Her breath caught. No… it can’t be.
She felt the pull of responsibility, the tech instincts she had honed over years of coding and testing, urging her to track it, to trace the signal, to understand. But her gut told her to be cautious. Whoever or whatever was out there, it wasn’t random.
Shuga returned inside, fingers flying across her keyboard. She ran checks, traced pings, and pulled up street cameras. Nothing conclusive just… shadows, faint movements, signs she couldn’t yet interpret.
All the while, she thought about Drey and Isla. How they were probably oblivious to what she was seeing. How he had Isla’s warmth wrapped around him, and how that same warmth made her feel invisible.
Her thoughts drifted back to that night in the car, the way she had watched them walking to the building. The way he had held Isla’s hand, the way their laughter had filled the space. And she realized… she didn’t just envy Isla. She envied the world they shared, the intimacy, the connection, the ease of belonging.
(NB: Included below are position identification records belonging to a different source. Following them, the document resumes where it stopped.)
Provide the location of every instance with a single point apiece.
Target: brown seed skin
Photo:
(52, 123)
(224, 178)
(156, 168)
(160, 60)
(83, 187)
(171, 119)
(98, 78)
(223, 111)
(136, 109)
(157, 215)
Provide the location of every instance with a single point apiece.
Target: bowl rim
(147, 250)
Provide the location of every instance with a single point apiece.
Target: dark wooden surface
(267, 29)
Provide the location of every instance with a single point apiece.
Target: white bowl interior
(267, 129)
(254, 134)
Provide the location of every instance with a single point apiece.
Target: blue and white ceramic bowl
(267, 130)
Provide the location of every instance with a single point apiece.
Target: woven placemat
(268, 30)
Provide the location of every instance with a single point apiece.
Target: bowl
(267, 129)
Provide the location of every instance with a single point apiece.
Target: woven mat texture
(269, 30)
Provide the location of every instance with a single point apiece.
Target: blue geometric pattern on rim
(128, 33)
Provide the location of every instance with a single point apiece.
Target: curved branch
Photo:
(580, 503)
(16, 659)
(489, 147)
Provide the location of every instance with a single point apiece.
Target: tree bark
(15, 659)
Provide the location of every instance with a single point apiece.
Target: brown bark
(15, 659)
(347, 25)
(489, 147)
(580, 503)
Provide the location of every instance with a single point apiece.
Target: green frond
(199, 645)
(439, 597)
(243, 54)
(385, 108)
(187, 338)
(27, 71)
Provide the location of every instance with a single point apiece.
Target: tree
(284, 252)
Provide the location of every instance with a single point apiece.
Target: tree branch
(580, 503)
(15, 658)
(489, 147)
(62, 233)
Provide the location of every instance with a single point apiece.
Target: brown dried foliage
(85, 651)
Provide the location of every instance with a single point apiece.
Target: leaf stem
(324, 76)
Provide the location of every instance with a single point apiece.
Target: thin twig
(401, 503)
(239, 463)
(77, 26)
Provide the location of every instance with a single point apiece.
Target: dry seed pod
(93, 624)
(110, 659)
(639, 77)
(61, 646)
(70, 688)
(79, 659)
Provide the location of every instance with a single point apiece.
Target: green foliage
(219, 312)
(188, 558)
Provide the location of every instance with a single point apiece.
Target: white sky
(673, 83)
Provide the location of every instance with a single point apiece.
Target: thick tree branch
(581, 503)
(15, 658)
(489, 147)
Shuga sank into her chair, exhausted from her own racing mind. She glanced at the tablet, at the map she had been obsessively monitoring. A faint signal blinked, just a dot moving slowly across the city streets, precise and deliberate.
Her heart thudded. Whoever or whatever was out there, they knew Drey. They knew Isla. And somehow… they were connected to her too.
Shuga didn’t know what would happen next. She didn’t know if she should warn them or wait and see. All she knew was that, for the first time, her obsession, her jealousy, and her instincts as a tech-savvy problem solver were colliding.
And it scared her.
She leaned back, staring at the ceiling, whispering into the quiet room, “I can’t let anything happen to him… to them. Not now. Not ever.”
Outside, the rain continued its soft rhythm, masking the subtle movement of shadows across the city. Unseen, patient, deliberate someone was watching, waiting.
And Shuga, for all her tech skills and intelligence, had no idea that the storm was only just beginning.